Fonte: Reprodução/Magnific

Efeitos clínicos e o paradoxo da medicina

A manifestação clínica da contaminação varia drasticamente de acordo com o nível e a duração da exposição ao isótopo. “A exposição sem proteção pode desencadear sintomas agudos imediatos como náuseas intensas, vômitos, quadros de diarreia crônica e queimaduras de tecidos profundos. Em cenários de alta absorção ou exposição prolongada, o quadro evolui rapidamente para a falência múltipla de órgãos e óbito”, adverte a professora Ana Paula.

Paradoxalmente, o mesmo poder destrutivo que torna o Césio-137 uma ameaça de segurança pública o transforma em um aliado vital na medicina oncológica moderna. Quando encapsulado e operado sob rígidos sistemas automatizados, o radioisótopo é empregado em sessões de radioterapia, onde feixes controlados de radiação gama são direcionados milimetricamente para destruir tecidos malignos e neutralizar tumores agressivos.

“O exato mecanismo que nos permite combater o avanço de tumores é o que causa danos severos quando ocorre uma exposição não controlada”, pondera a farmacêutica. É devido a essa dualidade que o uso médico da substância é subordinado a protocolos globais estabelecidos pela Agência Internacional de Energia Atômica (AIEA), pela Comissão Internacional de Proteção Radiológica (ICRP) e pela Organização Mundial da Saúde (OMS).

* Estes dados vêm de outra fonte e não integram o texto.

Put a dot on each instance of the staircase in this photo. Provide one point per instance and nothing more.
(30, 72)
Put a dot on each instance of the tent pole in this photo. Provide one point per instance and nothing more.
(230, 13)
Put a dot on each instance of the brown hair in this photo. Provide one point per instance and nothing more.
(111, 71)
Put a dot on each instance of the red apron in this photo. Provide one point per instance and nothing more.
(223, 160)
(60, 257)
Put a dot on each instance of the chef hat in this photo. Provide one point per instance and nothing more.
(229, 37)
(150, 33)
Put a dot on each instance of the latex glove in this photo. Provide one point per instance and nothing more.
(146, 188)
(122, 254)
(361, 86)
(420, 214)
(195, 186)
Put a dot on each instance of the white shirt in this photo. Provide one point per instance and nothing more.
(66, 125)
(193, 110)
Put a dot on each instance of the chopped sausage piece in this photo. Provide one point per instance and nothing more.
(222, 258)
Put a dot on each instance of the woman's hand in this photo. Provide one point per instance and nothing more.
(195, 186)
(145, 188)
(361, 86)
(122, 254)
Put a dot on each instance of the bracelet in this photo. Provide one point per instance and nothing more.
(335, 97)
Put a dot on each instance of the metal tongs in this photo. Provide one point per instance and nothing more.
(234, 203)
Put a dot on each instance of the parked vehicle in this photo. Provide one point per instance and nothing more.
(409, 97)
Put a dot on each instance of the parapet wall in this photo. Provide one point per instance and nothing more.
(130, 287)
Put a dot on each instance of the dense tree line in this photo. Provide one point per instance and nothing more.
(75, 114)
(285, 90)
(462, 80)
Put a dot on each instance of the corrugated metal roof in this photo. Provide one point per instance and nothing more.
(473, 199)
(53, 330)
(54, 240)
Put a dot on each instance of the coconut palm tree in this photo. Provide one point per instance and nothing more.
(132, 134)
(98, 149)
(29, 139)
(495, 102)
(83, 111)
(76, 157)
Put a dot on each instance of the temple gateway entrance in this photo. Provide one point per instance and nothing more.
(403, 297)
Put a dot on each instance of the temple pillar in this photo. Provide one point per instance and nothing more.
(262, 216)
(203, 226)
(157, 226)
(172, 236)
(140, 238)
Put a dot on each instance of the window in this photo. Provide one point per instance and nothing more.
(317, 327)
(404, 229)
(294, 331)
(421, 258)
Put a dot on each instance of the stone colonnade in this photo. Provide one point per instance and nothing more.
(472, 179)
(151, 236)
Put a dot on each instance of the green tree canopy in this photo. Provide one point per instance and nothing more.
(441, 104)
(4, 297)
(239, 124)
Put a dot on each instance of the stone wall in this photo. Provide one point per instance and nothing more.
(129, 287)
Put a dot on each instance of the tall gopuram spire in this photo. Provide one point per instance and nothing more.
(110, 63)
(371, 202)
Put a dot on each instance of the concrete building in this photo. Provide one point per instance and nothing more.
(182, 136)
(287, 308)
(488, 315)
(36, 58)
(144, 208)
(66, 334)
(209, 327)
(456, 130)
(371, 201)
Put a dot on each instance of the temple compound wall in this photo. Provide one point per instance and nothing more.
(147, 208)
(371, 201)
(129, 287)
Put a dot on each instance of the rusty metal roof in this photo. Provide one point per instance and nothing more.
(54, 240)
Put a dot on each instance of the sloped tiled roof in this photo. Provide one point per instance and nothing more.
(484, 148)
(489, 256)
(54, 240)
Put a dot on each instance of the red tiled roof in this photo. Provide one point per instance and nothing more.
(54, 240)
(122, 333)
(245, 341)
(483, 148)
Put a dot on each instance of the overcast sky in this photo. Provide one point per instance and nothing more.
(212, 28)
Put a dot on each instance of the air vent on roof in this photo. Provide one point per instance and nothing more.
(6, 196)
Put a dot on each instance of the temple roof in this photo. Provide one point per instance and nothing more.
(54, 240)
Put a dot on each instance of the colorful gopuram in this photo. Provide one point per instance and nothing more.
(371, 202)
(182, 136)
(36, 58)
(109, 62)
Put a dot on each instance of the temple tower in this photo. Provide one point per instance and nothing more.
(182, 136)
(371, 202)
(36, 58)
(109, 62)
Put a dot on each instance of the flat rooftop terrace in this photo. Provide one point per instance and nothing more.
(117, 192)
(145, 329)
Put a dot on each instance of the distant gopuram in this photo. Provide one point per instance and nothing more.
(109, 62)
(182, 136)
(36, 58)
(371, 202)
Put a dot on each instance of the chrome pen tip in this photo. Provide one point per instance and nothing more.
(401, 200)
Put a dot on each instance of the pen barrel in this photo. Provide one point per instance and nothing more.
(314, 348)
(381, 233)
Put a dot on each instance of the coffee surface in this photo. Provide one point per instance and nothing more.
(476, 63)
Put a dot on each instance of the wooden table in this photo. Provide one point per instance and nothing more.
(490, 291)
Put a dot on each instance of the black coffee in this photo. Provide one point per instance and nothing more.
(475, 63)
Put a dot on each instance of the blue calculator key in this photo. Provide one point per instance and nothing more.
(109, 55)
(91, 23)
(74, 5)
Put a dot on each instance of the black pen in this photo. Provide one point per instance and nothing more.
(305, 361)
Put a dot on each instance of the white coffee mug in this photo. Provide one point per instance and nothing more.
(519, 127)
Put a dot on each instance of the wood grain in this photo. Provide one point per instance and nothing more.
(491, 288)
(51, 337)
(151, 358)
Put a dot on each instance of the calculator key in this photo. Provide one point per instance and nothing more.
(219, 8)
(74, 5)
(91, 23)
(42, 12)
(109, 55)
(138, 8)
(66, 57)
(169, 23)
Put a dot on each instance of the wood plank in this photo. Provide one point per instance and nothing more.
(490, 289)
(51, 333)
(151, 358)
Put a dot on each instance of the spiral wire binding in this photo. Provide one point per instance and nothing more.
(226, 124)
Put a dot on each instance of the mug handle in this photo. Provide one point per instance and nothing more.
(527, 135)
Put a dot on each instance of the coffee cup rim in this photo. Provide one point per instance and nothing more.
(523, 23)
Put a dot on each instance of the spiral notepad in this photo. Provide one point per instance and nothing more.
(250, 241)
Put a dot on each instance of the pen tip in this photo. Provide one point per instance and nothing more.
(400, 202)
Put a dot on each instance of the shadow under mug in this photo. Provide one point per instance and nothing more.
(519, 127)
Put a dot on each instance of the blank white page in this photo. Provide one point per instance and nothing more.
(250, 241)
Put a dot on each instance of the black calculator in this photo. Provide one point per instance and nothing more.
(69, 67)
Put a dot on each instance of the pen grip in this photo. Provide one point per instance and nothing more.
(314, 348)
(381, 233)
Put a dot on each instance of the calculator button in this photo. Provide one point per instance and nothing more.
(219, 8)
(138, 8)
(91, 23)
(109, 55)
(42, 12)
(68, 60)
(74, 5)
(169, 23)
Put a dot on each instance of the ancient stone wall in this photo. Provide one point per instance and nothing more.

Ameaça ambiental e protocolos de emergência

Os riscos inerentes ao sumiço da cápsula em Rosário expandem-se consideravelmente quando analisada a integridade do recipiente protetor. Se a blindagem de chumbo for violada por imperícia ou de forma proposital para a comercialização do metal no mercado de sucata, o impacto deixa de ser local e passa a ser ambiental.

“Se houver o rompimento do invólucro, partículas finas do radioisótopo podem dispersar-se com facilidade, contaminando o solo, os lençois freáticos, a fauna e a flora locais. As consequências sanitárias e ecológicas dessa dispersão têm o potencial de persistir ativas por décadas na região”, sublinha Ana Paula Oliveira Bahia.

Fonte: Reprodução/Magnific

RECOMENDAÇÕES OFICIAIS DE SEGURANÇA

  • Risco Atual: Considerado baixo pelas autoridades enquanto a cápsula permanecer intocada dentro da blindagem original de chumbo.
  • Orientação à População: Caso encontre qualquer objeto metálico suspeito ou cilíndrico de origem desconhecida, não toque e não tente manipulá-lo.
  • Ação Imediata: Isole a área e acione imediatamente as forças policiais ou os órgãos de defesa civil locais.

Até o momento, a Autoridade Regulatória Nuclear da Argentina reitera que o perigo para a população em geral permanece contido enquanto o chumbo não for danificado. Contudo, as buscas prosseguem em caráter prioritário em depósitos de resíduos e perímetros industriais de Rosário. O caso reacende a necessidade urgente de revisão dos mecanismos de rastreabilidade de insumos hospitalares nucleares na América Latina, evidenciando que a segurança radiológica é uma engrenagem que depende tanto de barreiras tecnológicas quanto de fiscalização humana contínua.